Der Verlauf der M. gestaltet sich verschieden, je nachdem die Krankheit ihren Ausgang in Genesung nimmt oder nicht, was sich keineswegs aus der Stärke der Symptome vorhersagen läßt. Im erstern Fall wird nach 3–8 Monaten, zuweilen noch später, [191] das Toben schwächer, das Benehmen natürlicher, der Schlaf kehrt wieder, und die Kranken bekommen das Bewußtsein ihrer Krankheit und sind dann bald völlig genesen. Im schlimmen Fall zieht sich die Unruhe auf Jahre in die Länge, es gesellen sich Benommenheit, Unreinlichkeit, allmähliche Geistesschwäche hinzu, welche oft erst nach vielen Jahren den gänzlichen Verfall herbeiführen. Höchst selten reibt die Tobsucht auf der Höhe der Krankheit die Kräfte bis zur Erschöpfung auf, wenn nicht etwa andre körperliche Leiden zur M. sich hinzugesellen.

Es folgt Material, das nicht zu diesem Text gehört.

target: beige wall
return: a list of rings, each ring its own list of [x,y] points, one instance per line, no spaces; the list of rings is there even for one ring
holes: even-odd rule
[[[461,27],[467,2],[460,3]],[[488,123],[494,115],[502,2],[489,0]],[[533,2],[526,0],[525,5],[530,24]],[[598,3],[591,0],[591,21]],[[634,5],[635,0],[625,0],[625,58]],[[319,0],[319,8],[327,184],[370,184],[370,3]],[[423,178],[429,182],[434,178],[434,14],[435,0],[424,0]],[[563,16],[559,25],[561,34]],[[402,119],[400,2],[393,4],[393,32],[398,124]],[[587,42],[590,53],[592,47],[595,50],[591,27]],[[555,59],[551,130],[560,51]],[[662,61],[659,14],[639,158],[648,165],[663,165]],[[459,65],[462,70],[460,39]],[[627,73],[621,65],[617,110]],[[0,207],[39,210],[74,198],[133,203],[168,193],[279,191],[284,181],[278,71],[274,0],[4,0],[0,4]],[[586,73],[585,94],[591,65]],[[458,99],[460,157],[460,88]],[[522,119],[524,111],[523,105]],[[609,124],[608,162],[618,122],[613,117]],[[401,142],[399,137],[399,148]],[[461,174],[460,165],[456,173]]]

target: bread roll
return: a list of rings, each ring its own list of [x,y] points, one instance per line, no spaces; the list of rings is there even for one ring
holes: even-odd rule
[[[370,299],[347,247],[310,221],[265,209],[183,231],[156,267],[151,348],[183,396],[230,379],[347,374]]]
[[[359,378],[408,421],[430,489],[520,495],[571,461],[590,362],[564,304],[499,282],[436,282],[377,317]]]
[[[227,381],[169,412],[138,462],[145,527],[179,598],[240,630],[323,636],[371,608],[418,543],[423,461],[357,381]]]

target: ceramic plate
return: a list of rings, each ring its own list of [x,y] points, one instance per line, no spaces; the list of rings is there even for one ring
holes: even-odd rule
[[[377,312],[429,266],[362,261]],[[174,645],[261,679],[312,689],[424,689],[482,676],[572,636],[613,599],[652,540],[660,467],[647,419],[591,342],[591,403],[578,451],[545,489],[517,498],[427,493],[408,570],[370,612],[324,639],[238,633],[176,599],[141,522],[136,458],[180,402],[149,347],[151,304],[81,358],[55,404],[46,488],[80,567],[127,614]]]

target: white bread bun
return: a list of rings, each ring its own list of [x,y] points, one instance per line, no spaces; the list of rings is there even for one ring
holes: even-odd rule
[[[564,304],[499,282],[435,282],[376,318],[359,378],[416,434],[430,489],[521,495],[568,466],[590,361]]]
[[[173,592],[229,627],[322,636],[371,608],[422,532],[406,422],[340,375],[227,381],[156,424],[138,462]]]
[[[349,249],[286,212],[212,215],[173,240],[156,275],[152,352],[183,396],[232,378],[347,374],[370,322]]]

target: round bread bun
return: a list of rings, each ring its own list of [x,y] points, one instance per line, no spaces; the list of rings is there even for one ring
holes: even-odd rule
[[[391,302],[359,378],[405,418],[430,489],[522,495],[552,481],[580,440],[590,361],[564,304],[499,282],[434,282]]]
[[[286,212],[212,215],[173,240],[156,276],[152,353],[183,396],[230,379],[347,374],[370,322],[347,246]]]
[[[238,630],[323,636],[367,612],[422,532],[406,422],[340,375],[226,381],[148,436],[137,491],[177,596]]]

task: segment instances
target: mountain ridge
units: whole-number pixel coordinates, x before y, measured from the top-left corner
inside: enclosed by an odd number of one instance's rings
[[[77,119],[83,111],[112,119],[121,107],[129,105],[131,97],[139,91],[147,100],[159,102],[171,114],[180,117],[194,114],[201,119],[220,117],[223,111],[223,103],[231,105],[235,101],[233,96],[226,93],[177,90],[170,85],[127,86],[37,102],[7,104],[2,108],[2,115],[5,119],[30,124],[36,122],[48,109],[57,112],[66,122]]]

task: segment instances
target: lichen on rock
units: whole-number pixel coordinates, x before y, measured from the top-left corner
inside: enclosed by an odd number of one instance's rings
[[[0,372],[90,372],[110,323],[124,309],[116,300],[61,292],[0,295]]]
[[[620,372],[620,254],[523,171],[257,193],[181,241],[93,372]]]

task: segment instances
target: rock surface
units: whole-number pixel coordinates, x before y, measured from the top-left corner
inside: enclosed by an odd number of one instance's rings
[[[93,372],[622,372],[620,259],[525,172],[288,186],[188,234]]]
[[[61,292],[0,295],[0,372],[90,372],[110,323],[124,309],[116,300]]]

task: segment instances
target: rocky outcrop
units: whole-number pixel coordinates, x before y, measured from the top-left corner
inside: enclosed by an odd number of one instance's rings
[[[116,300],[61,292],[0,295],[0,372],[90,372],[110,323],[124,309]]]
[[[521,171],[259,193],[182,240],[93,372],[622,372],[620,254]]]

Unter den Ursachen spielt die Erblichkeit die Hauptrolle. Nächstdem kommen in Betracht Blutverluste und dadurch bedingte schlechte Ernährung des Gehirns, schwere Wochenbetten (Puerperalmanie), langdauernde Störungen des Monatsflusses, lange fortgesetzte Säfteverluste durch Stillen eines Kindes, Verletzungen des Schädels, Vergiftung mit Atropin. Im höhern Alter bringt die Rückbildung des Gehirns nicht so ganz selten diese Symptomengruppe zur Ausbildung, wobei natürlich die Aussicht auf Heilerfolg höchst gering ist, während im allgemeinen die M. zu den verhältnismäßig gutartigen Formen des Irrsinns zu zählen ist. Die Behandlung der M. richtet sich vorzugsweise gegen das Toben (Hyperkinesis) und die Schlaflosigkeit (Agrypnie). Man wendet Chloralhydrat mit Morphium, Einpackungen nach der Gräfenberger Methode und stundenlange lauwarme Bäder von 24–28° C. an. Jedenfalls ist dringend die Überführung der Patienten in eine Irrenanstalt anzuraten, da das Verbleiben in der Familie unberechenbare Gefahren nach sich ziehen kann.